最後に湯川先生が事実を暴くことでそれが無駄になってしまうのは切なかったです。
やはり愛は人を変えるのだというのを改めて感じました。湯川先生のように合理的に行動する人であれば、あそこまでして花岡親子を助けることはしないだろうと思います。
そんなにも彼女たちのことを大事に思っていた愛は感動的でしたが、巻き込まれたホームレスの人が可哀想なので、私はあまり良いことでもないなと思ってしまいました。
湯川先生が
「残念だ。その素晴らしい頭脳をこんなことに使わなければならなかったとは。」
映画「容疑者Xの献身」の湯川先生のセリフ
と最後に言っていましたが、私はどちらかと言えばその意見の方が共感できました。
湯川先生について
湯川先生と石神の、天才同士でお互いを認め合っている関係が好きでした。天才という設定の二人が、相手が見ていないところでお互いを頭が良いと褒め合っていたところは、頂上決戦みたいな感じがしてワクワクしました。
二人のシーンの中では、隣人を殺人犯にしないために起こした石神の行動を、隣同士が同じ色になってはいけない四色問題に関連づけて、別々の場所で同時に考えていたところも、ロマンチックで良かったです。
大切な人のためにいろんなことを犠牲にしようとした石神も良かったですが、私は常に真実を求めて冷静に判断していた湯川先生の方が好きでした。顔も堤真一さんより福山雅治さんの方が私はかっこいいと思います。
しかし、この事件では冷静で論理的な湯川先生がいたから解決できましたが、本当に頭が良い人が本気で一つの事件を隠そうと思えば、こんな風に裏技的な方法で隠せるのかもと思うと少し怖くもなりました。
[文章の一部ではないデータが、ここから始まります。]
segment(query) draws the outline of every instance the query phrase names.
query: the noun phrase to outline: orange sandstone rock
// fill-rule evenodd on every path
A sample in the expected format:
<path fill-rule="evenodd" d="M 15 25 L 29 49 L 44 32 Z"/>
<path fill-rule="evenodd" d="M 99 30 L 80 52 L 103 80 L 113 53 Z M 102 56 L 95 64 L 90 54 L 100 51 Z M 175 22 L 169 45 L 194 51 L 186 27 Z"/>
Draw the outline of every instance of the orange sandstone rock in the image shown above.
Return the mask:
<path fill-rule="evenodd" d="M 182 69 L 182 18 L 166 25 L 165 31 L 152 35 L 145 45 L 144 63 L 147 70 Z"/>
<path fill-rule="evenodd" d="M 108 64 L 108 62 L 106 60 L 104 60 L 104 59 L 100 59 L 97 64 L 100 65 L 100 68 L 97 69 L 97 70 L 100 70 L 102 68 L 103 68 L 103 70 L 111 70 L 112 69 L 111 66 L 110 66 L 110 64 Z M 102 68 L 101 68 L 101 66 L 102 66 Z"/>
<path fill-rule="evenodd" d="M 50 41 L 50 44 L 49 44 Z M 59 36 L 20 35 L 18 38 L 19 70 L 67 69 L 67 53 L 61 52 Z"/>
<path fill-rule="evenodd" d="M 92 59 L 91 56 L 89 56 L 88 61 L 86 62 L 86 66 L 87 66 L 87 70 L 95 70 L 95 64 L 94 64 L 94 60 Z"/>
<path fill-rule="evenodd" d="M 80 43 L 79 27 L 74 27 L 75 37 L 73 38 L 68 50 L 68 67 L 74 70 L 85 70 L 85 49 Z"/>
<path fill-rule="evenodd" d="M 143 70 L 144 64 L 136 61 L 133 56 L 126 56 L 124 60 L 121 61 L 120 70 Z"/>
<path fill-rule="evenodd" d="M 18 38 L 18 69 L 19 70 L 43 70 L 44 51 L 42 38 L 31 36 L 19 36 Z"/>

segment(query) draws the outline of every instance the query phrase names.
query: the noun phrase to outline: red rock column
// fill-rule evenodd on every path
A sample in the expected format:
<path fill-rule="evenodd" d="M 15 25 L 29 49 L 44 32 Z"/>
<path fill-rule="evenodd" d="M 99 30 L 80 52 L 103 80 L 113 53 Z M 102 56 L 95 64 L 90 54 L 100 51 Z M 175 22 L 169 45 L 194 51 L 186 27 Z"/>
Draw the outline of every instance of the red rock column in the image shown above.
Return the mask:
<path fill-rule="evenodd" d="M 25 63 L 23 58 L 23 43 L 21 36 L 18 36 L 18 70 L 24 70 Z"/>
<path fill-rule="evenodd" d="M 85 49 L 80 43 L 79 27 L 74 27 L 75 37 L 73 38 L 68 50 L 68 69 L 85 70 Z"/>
湯川先生が石神のようになってしまったら、誰にも止められないと思います。
現在では監視カメラの映像などからもう少し関係者がはっきりするのでしょうけれど、これからは自分でも他人の行動をしっかり見ていられるように、冷静でいたいと思わされました。
その他について
主人公が警察以外の推理ものでは、警察が頼りにならなくなるものが多いイメージが私の中ではありますが、この作品では割と活躍していたのも良かったです。
トリックについては石神が頭良すぎたので湯川先生に頼りきりになっていましたが、花岡親子のできすぎたアリバイを疑ったり、湯川先生を信じて取り調べをさせていた草薙刑事がかっこよかったです。北村一輝さんの濃い顔と合わさって、本物の刑事みたいに見えました。辛い真実を前にした先生を支えるような内海刑事も優しくて良かったです。
その二人の警察官が、事件の真相を解明させるためにちゃんと動いていた感じが好きでした。
まとめ
石神が立てていたとても緻密な計画に、私はまんまと騙されて驚かされました。しかし、よく見ると序盤から伏線は描かれていたので、何度観ても楽しめると思います。
切ない展開もありましたが、石神と湯川先生の天才同士の頭脳バトルの部分は、天才ゆえの熱い友情も感じられました。
大切なもののために全てを投げ出そうとしていた石神も感動的で良かったですが、私は冷静でハンサムな湯川先生の方が好きでした。